France

Le vol spectaculaire de la Joconde au Louvre en plein jour, comment ce chef-d’œuvre de Léonard de Vinci a disparu ?

Aliou Sembène

Le Louvre sans la Joconde serait-il le même musée ? Cette question aurait pu se poser concrètement en 1911, lorsque le chef-d’œuvre de Léonard de Vinci a disparu en plein jour. Le tableau est resté introuvable pendant deux ans avant de réapparaître à Florence. Ce vol a transformé la Joconde en icône mondiale, bien au-delà de sa célébrité antérieure.

Le mardi 22 août 1911, le peintre Louis Béroud découvre l’absence du tableau dans le Salon carré. Les gardiens pensent d’abord qu’il a été décroché pour la photographie. Après vérification, cette hypothèse s’écroule. Une fouille minutieuse du musée révèle le cadre et la vitre de protection abandonnés dans un escalier de service. Le chef-d’œuvre a bel et bien été volé.

Bien que la sécurité du musée ait été renforcée peu avant l’incident, avec éclairage nocturne et surveillance accrue, des faiblesses subsistaient. L’enquête prend immédiatement une dimension nationale. Les journaux titrent à l’unisson sur le vol spectaculaire. Les policiers découvrent une empreinte digitale précise sur la vitre protectrice, mais cette piste s’avère rapidement inutile. Les premiers éléments d’enquête patiètement disparaissent dans les impasses successives.

L’atmosphère devient délétère. Les journaux d’extrême droite attribuent le vol à des complots imaginaires. La paranoïa gagne : toute personne vue avec un paquet devient suspecte. Le 7 septembre, la police arrête le poète Guillaume Apollinaire en raison de ses contacts avec Géry Pieret, qui avait autrefois volé des objets au Louvre. Picasso est également interrogé. Tous deux sont rapidement innocentés. Les enquêteurs restent persuadés qu’un gang organisé est responsable, mais chaque piste aboutit à une impasse.

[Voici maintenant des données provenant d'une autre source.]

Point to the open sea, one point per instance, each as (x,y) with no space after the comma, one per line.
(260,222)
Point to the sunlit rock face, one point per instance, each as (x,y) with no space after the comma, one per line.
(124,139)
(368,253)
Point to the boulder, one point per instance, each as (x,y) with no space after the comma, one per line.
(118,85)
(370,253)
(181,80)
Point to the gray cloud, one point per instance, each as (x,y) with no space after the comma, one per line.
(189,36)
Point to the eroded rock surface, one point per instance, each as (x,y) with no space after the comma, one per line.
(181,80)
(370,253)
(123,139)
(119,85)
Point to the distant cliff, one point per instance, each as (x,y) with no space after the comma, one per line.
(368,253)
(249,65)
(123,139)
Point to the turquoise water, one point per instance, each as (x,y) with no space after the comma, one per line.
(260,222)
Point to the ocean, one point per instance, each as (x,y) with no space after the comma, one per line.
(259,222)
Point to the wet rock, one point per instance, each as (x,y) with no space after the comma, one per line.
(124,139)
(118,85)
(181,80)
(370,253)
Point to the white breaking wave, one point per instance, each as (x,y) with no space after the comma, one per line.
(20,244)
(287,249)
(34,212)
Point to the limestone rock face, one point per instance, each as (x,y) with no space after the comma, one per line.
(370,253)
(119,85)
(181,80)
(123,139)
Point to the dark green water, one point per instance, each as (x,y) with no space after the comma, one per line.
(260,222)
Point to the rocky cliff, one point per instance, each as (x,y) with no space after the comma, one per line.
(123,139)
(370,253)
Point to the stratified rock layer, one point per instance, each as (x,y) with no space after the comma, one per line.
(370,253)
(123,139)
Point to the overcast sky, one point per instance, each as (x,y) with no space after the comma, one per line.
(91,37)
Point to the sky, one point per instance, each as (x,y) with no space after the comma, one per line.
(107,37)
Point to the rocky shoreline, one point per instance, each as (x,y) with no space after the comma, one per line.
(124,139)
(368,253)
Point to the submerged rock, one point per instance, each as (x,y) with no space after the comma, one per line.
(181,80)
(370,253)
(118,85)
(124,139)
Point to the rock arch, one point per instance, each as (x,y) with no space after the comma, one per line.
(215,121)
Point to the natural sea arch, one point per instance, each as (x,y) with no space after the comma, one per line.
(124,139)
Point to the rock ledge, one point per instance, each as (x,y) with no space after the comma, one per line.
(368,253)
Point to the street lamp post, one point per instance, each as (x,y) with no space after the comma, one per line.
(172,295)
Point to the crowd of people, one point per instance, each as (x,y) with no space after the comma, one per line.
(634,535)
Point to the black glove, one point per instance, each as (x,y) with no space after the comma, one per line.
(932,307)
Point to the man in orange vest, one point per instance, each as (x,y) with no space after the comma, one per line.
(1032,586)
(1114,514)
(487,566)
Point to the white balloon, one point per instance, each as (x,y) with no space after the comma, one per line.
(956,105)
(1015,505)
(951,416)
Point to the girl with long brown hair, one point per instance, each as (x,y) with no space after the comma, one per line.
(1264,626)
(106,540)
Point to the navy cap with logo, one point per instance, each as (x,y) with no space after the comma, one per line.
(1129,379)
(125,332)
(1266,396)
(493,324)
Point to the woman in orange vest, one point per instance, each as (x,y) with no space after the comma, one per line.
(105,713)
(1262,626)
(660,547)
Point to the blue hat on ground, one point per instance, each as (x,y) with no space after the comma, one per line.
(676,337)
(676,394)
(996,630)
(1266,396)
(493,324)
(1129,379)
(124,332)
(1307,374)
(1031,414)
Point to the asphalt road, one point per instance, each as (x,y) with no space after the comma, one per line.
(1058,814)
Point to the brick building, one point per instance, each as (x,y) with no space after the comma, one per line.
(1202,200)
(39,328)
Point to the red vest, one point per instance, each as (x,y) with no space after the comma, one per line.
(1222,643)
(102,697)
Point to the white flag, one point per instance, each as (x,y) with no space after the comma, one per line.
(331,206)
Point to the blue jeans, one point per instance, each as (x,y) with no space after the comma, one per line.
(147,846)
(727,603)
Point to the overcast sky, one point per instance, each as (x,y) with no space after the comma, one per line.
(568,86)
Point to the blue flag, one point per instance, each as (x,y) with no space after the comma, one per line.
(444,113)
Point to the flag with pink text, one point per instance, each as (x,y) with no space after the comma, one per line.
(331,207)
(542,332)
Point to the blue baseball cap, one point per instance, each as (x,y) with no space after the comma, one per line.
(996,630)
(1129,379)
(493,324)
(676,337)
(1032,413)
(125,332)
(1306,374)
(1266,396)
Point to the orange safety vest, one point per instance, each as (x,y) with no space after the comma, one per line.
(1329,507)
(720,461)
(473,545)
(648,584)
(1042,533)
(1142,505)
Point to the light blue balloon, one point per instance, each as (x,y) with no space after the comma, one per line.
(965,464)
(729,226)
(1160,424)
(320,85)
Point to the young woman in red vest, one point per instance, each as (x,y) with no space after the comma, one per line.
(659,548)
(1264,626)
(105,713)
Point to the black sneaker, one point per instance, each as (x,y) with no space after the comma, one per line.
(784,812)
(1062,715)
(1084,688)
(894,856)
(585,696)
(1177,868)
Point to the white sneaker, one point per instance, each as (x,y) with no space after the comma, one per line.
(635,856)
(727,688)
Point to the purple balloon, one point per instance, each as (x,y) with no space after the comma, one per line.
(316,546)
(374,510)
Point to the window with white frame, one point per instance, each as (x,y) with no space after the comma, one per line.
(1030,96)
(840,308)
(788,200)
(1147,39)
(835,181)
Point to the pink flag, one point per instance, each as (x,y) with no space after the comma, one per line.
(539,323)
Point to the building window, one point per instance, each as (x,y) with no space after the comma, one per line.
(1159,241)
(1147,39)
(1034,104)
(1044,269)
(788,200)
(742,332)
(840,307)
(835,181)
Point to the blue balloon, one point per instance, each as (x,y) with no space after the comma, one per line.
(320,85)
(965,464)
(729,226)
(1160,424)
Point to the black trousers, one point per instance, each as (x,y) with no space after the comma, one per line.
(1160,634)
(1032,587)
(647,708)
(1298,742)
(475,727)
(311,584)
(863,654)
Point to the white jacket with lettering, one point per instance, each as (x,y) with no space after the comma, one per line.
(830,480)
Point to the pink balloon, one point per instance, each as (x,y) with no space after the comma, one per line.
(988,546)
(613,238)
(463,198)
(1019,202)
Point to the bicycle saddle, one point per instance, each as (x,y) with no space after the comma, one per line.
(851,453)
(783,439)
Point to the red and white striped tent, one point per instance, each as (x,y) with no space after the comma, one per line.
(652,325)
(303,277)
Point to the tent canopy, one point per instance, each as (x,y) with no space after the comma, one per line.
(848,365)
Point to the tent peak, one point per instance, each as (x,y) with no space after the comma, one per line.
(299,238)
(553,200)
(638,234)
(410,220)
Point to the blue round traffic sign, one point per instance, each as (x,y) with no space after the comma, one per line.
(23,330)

En février 1912, le portrait de Baldassare Castiglione par Raphaël remplace définitivement la Joconde au Louvre. Le tableau semble perdu à jamais. En novembre 1913, un marchand d’art florentin reçoit une proposition étrange : un homme souhaite vendre le chef-d’œuvre disparu. Cet individu justifie son geste par le patriotisme, affirmant vouloir restituer l’œuvre à l’Italie.

Le marchand accepte tout en alertant le directeur du musée des Offices. Lors de la rencontre convenue, le mystérieux vendeur est interpellé par les carabiniers. La caisse qu’il porte contient effectivement la Joconde, en parfait état. Le voleur se révèle être Vincenzo Peruggia, un ouvrier italien travaillant comme peintre et miroitier à Paris.

Peruggia avait participé à l’installation de la vitre protectrice sur le tableau et connaissait donc précisément les fixations. Il profite d’une porte laissée ouverte pour s’infiltrer le matin même. Le tableau dissimulé sous sa blouse, il sort sans difficulté. Intimidé par le retentissement médiatique de son vol, Peruggia conserve l’œuvre cachée chez lui pendant dix-huit mois, la protégeant soigneusement. Le voyage en troisième classe n’occasionne que deux légères égratignures.

Jugé en Italie, Peruggia reçoit une sentence clemente : un an d’emprisonnement réduit à sept mois. Ses avocats invoquent le patriotisme et la naïveté. La Joconde est exposée plusieurs semaines en Italie avant de regagner Paris le 1er janvier 1914, marquant la fin d’une affaire devenue légendaire.